Transylvanianism

Transylvanianism (Romanian: transilvanism, Hungarian: transzilvanizmus) is a political and cultural movement manifested within both the Hungarian and the majority Romanian communities, which underlines the importance of historical acknowledgement and peaceful multi-ethnic existence in Transylvania.

HistoryEdit

The Transylvanianist movement surrounded Károly Kós, who established a programme for Transylvanian Hungarians on the basis of their lack of adaptability in the aftermath of the Treaty of Trianon of 1920. The famous architect, upon his urgent arrival in Transylvania from Budapest in 1918, asserted that Transylvania was a specific entity and home to the three Transylvanian ethnic communities that have been living together for centuries.[citation needed]

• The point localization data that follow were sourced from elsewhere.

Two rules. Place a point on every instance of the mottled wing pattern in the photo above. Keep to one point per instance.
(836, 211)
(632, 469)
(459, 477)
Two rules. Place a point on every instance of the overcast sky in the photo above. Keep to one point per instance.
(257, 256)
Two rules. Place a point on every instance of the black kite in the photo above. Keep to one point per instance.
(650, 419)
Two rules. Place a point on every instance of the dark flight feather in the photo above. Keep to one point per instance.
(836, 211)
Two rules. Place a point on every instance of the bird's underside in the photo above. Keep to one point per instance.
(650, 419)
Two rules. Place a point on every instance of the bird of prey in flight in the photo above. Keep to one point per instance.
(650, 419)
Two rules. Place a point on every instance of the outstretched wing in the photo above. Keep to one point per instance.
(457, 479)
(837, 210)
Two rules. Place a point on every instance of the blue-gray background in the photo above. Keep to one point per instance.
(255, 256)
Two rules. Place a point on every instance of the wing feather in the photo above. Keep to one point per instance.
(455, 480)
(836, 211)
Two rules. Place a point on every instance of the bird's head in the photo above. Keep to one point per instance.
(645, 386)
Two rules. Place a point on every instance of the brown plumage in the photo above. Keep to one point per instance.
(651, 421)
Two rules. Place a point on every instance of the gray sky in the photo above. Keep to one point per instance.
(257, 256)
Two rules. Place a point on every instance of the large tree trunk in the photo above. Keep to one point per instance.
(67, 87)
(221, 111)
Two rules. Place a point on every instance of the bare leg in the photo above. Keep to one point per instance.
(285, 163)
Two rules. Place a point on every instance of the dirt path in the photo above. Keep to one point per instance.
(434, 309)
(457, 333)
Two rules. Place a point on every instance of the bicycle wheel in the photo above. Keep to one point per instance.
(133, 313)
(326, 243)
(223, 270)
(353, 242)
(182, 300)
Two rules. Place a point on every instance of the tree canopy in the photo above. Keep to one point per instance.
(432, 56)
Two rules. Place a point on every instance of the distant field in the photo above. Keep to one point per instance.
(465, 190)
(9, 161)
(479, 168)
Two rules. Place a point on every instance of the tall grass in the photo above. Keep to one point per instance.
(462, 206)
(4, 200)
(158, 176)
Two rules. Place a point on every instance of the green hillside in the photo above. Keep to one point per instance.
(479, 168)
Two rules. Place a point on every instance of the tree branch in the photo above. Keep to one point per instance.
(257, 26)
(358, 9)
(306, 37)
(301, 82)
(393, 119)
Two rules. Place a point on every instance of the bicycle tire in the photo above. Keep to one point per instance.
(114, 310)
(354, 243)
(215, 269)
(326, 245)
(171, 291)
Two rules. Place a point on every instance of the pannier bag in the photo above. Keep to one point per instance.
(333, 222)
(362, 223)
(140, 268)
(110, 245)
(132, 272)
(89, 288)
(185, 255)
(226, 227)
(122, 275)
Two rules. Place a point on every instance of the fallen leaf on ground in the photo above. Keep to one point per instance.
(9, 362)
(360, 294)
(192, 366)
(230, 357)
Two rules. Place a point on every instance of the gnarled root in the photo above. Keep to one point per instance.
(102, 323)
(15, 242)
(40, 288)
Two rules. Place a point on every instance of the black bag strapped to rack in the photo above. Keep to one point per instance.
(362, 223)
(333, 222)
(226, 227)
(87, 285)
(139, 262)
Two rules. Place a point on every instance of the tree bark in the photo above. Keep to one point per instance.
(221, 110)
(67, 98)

Károly Kós wrote in 1921 that "we can permanently wipe the tears on our cheeks, for a gate has now closed forever". He was, at that time, already aware that Hungarian revisionism had no essence and that national mourning was pathetic and nonsensical. "But I know: we must begin the hard work again". He, instead of mourning, fought intensively and proposed a more peaceful and European solution: collaboration, coexistence and conservation of a cultural and national identity in a way in which people would not slander each other. "We need to work if we desire to live – we desire to live, thus we will work!", he said with an optimism rarely present in the Hungarian press of the 20s. Further, Kós affirmed that "there is no reason for us to be sorrowful, to aggravate and intensify hatred or any differences but rather work, towards a new identity, towards 'new bastions', the ones which Transylvanianism conveys".[citation needed]

LiteratureEdit

Transylvanianism appeared in literature at the initiative of Count János Kemény who invited, in 1926, 28 of the most prominent Hungarian literary figures from Romania, to his castle in Brâncovenești, figures who had accepted the Hungarian fate. At his castle a cultural association named Helikon was then founded, whose meetings were attended by Lajos Áprily, Mária Berde, Jenő Dsida, Zoltán Jékely, Károly Kós, Aladár Kuncz, József Nyírő, Sándor Reményik, Ferenc Szemlér, Áron Tamási, László Tompa, Albert Wass and many others.[1]